After finishing with the nest, the male fish chases the female one till they reach the area which he has cleaned from pebbles. They start swimming in circles, and the female fish lays the eggs, the piranha male fertilizes them. The clutch of 500-1500 eggs appears there in an hour.
The spawning usually begins in the early morning. The female lays about 1500 bright orange eggs about 2 mm in diameter. This is when its job is done since the male performs all the further care about the eggs.
Piranha male takes all care about their offspring – he guards the eggs, fans it with his fins. He attacks your hand when he sees it through the tank wall and any other objects that appear within the nest borders.

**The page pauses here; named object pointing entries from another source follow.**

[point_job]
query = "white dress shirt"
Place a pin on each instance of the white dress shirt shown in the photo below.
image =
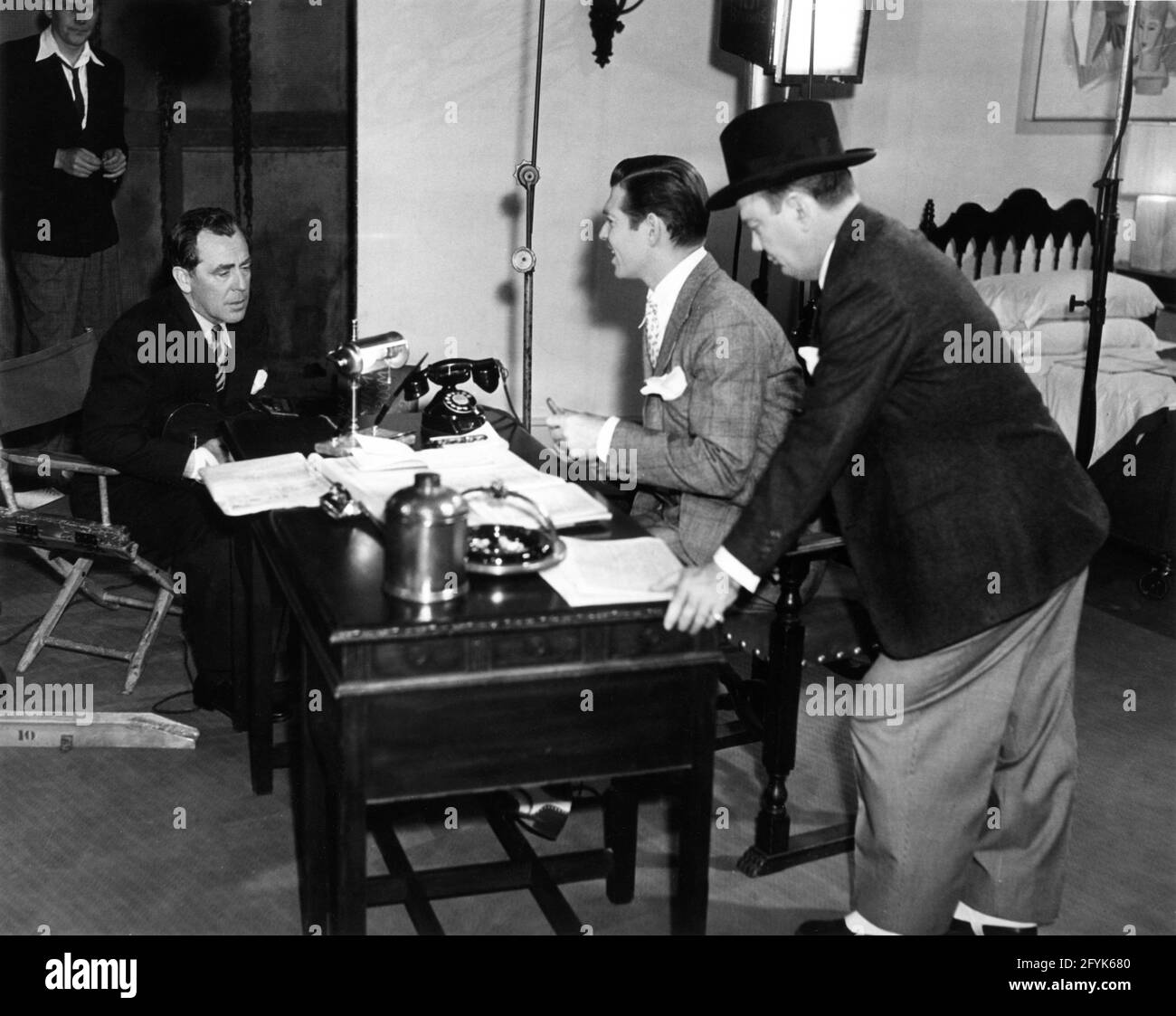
(665, 295)
(724, 559)
(50, 50)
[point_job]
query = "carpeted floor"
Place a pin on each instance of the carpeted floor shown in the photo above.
(159, 842)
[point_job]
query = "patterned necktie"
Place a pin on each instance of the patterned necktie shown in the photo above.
(653, 338)
(222, 357)
(79, 100)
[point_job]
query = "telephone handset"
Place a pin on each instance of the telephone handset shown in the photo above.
(453, 411)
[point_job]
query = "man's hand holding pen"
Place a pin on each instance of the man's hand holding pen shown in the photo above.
(577, 432)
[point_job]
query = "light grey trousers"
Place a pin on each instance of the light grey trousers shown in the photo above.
(968, 796)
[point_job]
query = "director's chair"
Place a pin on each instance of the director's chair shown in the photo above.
(38, 389)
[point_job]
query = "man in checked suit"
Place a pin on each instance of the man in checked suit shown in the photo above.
(724, 380)
(194, 344)
(969, 526)
(63, 157)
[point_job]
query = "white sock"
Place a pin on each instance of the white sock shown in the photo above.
(977, 920)
(859, 926)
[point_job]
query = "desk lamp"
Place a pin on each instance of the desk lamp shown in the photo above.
(359, 356)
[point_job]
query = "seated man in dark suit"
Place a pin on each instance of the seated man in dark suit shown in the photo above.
(192, 345)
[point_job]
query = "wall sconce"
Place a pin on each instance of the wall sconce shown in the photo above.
(1149, 171)
(604, 16)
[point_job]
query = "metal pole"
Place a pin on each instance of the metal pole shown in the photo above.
(1104, 254)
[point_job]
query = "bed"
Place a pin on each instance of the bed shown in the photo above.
(1027, 259)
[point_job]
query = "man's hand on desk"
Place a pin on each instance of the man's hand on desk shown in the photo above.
(211, 453)
(577, 431)
(700, 599)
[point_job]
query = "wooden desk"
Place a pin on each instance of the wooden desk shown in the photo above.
(506, 687)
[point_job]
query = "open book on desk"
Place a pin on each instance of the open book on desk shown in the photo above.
(372, 478)
(265, 485)
(463, 467)
(599, 572)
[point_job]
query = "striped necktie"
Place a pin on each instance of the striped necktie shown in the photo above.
(223, 342)
(79, 99)
(653, 337)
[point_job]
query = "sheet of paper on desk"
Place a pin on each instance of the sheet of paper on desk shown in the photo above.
(564, 503)
(599, 572)
(265, 485)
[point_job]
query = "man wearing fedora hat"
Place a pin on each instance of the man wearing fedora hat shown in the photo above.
(969, 526)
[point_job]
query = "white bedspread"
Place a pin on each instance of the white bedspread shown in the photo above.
(1130, 385)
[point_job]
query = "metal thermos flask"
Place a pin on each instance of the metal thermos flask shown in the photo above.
(424, 542)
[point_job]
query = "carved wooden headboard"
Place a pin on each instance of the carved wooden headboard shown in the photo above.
(1021, 218)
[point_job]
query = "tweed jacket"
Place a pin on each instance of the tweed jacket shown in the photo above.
(697, 458)
(960, 499)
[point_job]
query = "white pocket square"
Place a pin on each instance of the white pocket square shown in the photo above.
(669, 385)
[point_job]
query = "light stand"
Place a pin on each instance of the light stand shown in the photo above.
(359, 356)
(1104, 254)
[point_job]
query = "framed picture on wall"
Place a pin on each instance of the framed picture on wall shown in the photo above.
(1073, 58)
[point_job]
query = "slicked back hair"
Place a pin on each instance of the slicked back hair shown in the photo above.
(181, 242)
(669, 188)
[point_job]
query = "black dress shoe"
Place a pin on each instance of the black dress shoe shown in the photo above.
(834, 926)
(964, 928)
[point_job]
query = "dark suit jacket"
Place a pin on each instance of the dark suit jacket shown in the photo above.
(39, 118)
(130, 395)
(967, 506)
(705, 451)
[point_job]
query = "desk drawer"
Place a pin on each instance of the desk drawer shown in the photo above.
(536, 648)
(423, 656)
(647, 639)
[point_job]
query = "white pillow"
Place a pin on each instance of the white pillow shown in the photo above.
(1020, 300)
(1058, 337)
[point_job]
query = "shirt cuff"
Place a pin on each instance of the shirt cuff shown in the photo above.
(604, 439)
(736, 569)
(198, 460)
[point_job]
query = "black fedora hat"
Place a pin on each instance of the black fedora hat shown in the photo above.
(780, 142)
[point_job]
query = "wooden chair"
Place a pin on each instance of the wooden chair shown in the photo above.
(768, 701)
(38, 389)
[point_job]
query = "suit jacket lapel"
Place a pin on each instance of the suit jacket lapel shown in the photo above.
(681, 312)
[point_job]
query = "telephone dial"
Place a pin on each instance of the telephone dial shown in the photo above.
(453, 411)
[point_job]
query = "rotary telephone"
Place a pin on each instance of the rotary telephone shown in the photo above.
(453, 411)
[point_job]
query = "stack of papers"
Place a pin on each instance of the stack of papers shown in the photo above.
(381, 467)
(372, 481)
(265, 485)
(599, 572)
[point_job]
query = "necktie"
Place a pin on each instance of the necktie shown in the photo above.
(79, 101)
(222, 357)
(653, 338)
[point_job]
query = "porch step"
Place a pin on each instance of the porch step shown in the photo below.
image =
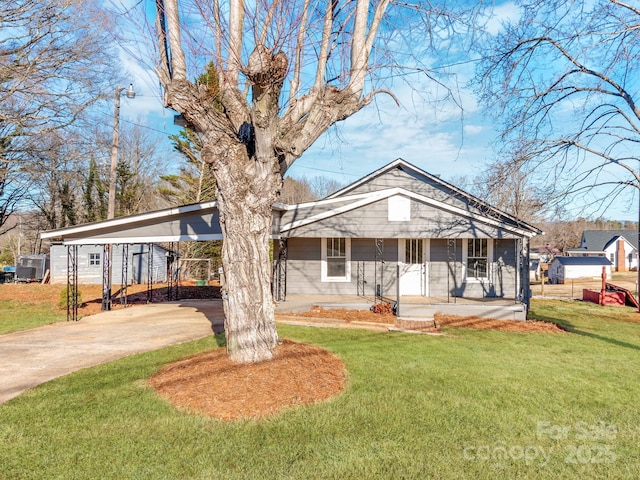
(497, 312)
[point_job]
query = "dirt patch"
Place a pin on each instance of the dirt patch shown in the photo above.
(345, 314)
(210, 384)
(503, 325)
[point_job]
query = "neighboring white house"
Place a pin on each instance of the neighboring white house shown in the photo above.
(570, 268)
(620, 247)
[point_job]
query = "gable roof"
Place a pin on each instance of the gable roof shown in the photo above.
(482, 207)
(583, 261)
(338, 205)
(598, 240)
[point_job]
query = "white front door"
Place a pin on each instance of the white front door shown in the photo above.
(413, 269)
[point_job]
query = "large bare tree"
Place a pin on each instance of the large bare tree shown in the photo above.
(288, 70)
(565, 80)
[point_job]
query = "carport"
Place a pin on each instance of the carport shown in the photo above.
(195, 222)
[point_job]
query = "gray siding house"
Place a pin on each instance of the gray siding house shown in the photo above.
(399, 229)
(401, 224)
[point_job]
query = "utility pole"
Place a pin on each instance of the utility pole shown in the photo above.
(111, 206)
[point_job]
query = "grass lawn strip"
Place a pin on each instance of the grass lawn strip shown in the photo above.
(477, 404)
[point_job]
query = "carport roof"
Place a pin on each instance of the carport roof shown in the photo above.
(195, 222)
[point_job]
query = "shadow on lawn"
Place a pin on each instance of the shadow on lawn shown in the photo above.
(571, 328)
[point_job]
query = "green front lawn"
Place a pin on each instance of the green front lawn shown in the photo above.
(20, 315)
(473, 404)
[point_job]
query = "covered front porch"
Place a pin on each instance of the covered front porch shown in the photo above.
(412, 307)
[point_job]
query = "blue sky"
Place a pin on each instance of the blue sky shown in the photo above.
(440, 137)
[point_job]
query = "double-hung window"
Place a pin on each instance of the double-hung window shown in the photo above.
(336, 259)
(94, 259)
(477, 258)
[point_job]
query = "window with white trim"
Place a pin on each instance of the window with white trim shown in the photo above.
(95, 259)
(413, 250)
(336, 259)
(477, 258)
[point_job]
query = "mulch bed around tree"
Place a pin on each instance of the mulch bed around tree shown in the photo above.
(211, 384)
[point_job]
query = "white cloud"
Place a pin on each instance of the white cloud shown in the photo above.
(473, 129)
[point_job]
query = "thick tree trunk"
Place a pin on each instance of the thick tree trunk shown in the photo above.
(245, 198)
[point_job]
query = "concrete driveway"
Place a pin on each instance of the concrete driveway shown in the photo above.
(31, 357)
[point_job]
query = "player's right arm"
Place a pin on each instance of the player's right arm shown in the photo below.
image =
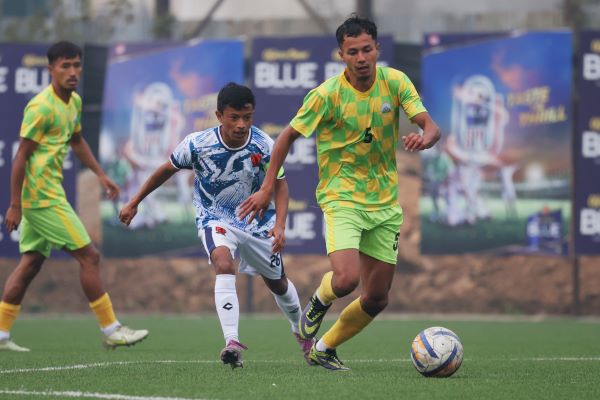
(257, 203)
(160, 176)
(17, 176)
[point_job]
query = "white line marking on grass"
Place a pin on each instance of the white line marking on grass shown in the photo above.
(102, 365)
(380, 360)
(116, 363)
(88, 395)
(557, 359)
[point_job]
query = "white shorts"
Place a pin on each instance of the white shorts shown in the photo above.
(256, 254)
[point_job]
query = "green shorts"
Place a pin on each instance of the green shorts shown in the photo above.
(55, 226)
(374, 233)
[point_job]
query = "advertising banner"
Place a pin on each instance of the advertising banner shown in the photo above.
(152, 100)
(504, 107)
(23, 74)
(283, 72)
(587, 147)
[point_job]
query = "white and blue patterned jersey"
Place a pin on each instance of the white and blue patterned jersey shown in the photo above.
(225, 177)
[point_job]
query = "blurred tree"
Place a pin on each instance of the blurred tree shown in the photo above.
(50, 20)
(576, 14)
(164, 21)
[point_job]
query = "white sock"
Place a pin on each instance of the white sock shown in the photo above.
(228, 306)
(290, 305)
(107, 330)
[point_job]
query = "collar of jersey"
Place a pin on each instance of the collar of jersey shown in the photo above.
(58, 98)
(218, 132)
(358, 92)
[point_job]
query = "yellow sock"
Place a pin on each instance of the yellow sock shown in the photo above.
(325, 290)
(351, 321)
(8, 314)
(104, 311)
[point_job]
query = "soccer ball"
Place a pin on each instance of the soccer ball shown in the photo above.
(436, 352)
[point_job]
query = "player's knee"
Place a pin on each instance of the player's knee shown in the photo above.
(374, 304)
(344, 283)
(277, 286)
(224, 267)
(91, 258)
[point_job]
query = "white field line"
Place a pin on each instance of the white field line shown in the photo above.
(117, 363)
(110, 396)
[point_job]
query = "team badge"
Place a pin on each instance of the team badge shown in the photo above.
(256, 159)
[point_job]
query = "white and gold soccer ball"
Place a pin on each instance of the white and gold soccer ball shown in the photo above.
(436, 352)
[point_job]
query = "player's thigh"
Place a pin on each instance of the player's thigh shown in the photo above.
(343, 228)
(218, 235)
(256, 255)
(381, 240)
(59, 225)
(32, 241)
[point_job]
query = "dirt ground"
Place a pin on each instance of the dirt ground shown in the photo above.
(480, 284)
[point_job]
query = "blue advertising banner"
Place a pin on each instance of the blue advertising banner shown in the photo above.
(504, 106)
(587, 147)
(23, 74)
(283, 72)
(545, 232)
(152, 100)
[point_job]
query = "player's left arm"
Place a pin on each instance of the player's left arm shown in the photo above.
(281, 207)
(85, 155)
(431, 133)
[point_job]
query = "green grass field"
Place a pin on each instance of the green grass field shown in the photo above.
(548, 359)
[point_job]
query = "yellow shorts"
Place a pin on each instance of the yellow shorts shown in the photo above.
(55, 226)
(374, 233)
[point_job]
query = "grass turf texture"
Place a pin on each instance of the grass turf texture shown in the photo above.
(551, 359)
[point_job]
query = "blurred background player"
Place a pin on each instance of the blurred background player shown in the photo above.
(355, 117)
(229, 162)
(156, 124)
(478, 121)
(51, 123)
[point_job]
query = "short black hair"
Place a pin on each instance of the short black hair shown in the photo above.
(354, 26)
(234, 96)
(63, 49)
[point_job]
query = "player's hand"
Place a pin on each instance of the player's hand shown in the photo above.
(413, 141)
(255, 205)
(127, 213)
(416, 142)
(12, 218)
(111, 188)
(278, 235)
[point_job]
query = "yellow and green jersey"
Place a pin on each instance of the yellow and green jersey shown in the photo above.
(357, 136)
(49, 122)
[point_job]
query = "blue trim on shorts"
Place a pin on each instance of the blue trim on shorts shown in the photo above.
(210, 243)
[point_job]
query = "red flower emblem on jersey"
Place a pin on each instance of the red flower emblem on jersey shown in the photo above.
(256, 159)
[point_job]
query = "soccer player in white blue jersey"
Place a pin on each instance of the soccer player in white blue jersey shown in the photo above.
(229, 162)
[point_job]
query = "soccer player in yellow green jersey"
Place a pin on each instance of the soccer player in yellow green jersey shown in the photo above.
(355, 117)
(51, 123)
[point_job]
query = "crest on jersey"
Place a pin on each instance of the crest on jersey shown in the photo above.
(386, 108)
(256, 157)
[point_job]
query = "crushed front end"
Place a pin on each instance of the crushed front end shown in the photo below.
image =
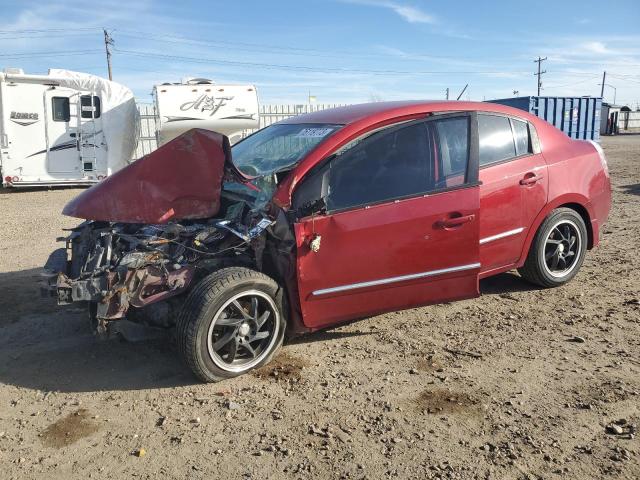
(120, 267)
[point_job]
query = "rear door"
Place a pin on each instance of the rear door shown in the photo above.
(91, 142)
(400, 227)
(514, 187)
(62, 155)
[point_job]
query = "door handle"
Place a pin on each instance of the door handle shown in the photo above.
(456, 221)
(530, 179)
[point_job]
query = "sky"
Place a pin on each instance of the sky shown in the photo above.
(338, 51)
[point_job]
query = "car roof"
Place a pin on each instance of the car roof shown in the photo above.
(354, 113)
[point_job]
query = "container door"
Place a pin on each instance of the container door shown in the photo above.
(61, 150)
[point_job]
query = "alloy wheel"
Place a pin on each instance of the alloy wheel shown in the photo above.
(243, 331)
(562, 248)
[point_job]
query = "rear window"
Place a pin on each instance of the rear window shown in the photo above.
(521, 135)
(496, 139)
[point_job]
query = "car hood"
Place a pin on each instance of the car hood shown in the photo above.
(180, 180)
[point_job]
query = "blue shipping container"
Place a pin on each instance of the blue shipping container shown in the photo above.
(578, 117)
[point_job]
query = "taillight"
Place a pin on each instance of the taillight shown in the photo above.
(603, 159)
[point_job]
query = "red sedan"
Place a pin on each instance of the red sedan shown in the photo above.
(329, 217)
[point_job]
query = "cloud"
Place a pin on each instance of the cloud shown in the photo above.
(409, 13)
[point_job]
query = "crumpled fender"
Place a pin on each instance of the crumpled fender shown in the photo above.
(180, 180)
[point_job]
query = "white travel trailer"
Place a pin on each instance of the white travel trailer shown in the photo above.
(64, 128)
(201, 103)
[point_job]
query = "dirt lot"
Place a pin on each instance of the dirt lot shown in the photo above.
(397, 395)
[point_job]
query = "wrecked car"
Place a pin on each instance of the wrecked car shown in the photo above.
(326, 218)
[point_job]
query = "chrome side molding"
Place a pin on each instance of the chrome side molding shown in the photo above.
(401, 278)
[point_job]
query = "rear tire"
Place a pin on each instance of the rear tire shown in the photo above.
(232, 322)
(558, 249)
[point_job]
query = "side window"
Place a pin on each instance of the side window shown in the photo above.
(451, 146)
(385, 166)
(88, 110)
(496, 139)
(60, 109)
(521, 135)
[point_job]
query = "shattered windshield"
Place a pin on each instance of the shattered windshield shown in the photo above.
(278, 147)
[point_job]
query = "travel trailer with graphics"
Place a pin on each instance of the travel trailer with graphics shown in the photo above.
(64, 128)
(201, 103)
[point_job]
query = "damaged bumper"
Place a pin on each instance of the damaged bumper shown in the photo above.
(118, 266)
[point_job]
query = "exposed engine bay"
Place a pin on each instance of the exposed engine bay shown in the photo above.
(123, 265)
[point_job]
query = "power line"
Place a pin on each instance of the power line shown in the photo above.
(108, 41)
(47, 54)
(303, 67)
(47, 30)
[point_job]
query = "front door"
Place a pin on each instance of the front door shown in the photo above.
(400, 227)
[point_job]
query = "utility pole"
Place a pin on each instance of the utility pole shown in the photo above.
(540, 72)
(463, 90)
(107, 42)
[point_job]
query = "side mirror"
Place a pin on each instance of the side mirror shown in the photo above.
(311, 196)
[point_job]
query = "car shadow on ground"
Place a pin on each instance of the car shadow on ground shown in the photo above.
(631, 189)
(48, 348)
(505, 283)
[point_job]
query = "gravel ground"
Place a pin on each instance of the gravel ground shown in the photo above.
(520, 383)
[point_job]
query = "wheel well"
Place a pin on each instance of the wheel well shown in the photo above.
(585, 216)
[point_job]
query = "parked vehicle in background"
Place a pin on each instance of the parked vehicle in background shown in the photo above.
(64, 128)
(577, 117)
(330, 217)
(202, 103)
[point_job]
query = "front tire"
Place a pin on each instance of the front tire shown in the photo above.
(232, 322)
(558, 249)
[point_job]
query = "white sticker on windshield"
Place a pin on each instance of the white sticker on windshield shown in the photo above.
(314, 132)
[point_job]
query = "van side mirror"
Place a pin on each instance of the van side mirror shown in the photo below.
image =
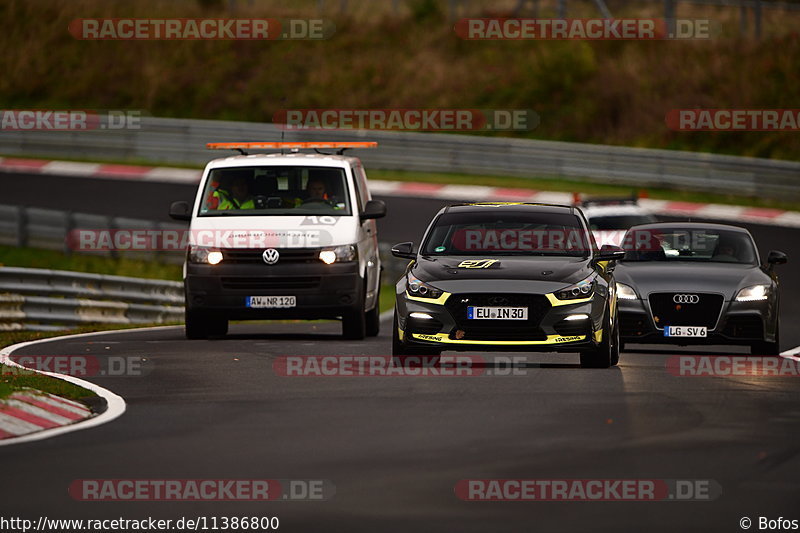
(609, 252)
(776, 257)
(404, 250)
(373, 209)
(180, 210)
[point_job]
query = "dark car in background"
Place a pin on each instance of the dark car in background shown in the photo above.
(509, 277)
(696, 283)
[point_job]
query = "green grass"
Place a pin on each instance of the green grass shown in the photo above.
(96, 264)
(13, 379)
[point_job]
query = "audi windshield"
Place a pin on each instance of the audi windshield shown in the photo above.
(508, 233)
(276, 190)
(682, 244)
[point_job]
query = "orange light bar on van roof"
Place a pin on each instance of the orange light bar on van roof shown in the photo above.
(288, 145)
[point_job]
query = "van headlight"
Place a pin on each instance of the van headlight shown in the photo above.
(203, 255)
(420, 289)
(753, 293)
(582, 289)
(338, 254)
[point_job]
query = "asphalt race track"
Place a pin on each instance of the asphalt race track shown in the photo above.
(395, 447)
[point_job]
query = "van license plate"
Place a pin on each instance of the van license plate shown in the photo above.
(271, 302)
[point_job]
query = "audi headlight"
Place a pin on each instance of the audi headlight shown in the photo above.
(206, 256)
(582, 289)
(625, 292)
(753, 293)
(416, 287)
(338, 254)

The male covers the eggs with the bottom substrate. From time to time, he performs abrupt circular movements around the nest and waves the clutch with its fins creating the necessary water flow. For proper hatching, it is recommended to use quite a large-sized substrate as the bottom substrate in the spawning tank. Since a small-sized one gets pressed quickly and the male’s actions only increase the process. As a result, part of the eggs gets suffocated. The hatched larvae don’t have the strength to get from under the substrate.
Then the male’s activities on taking care of the nest reduce day after day. The swimming larvae are now on their own.
Larva appears two days after spawning, and a week later, juveniles start swimming. It’s recommended to remove the juveniles into a separate tank. Start feed for them can consist of brine shrimp nauplii, and later you may feed them with blood worms and other live feed.
Provided with good feeding, the juveniles grow very fast. Being a month old, the juveniles resemble small shiny coins with a dark spot at the beginning of their tail fin.
One more month later, more dark spots appear on their bodies. At the age of three months, their bottom jaw becomes more pronounced, and their fins become colored. Now, they are completely like adult species.
At this age, it is important to add fish and meat to the juvenile’s diet as well as cut shrimps. When switching to this kind of food, you should be extremely attentive to the tank water quality.
If the spawning occurred in a species tank, the larvae and the juveniles could grow in it. They won’t attract any attention of adult piranhas.
The danger of being eaten is serious when the juveniles become about 2 in (5 cm) large. In a separate spawning tank, such issues may arise when the fish become reproductive.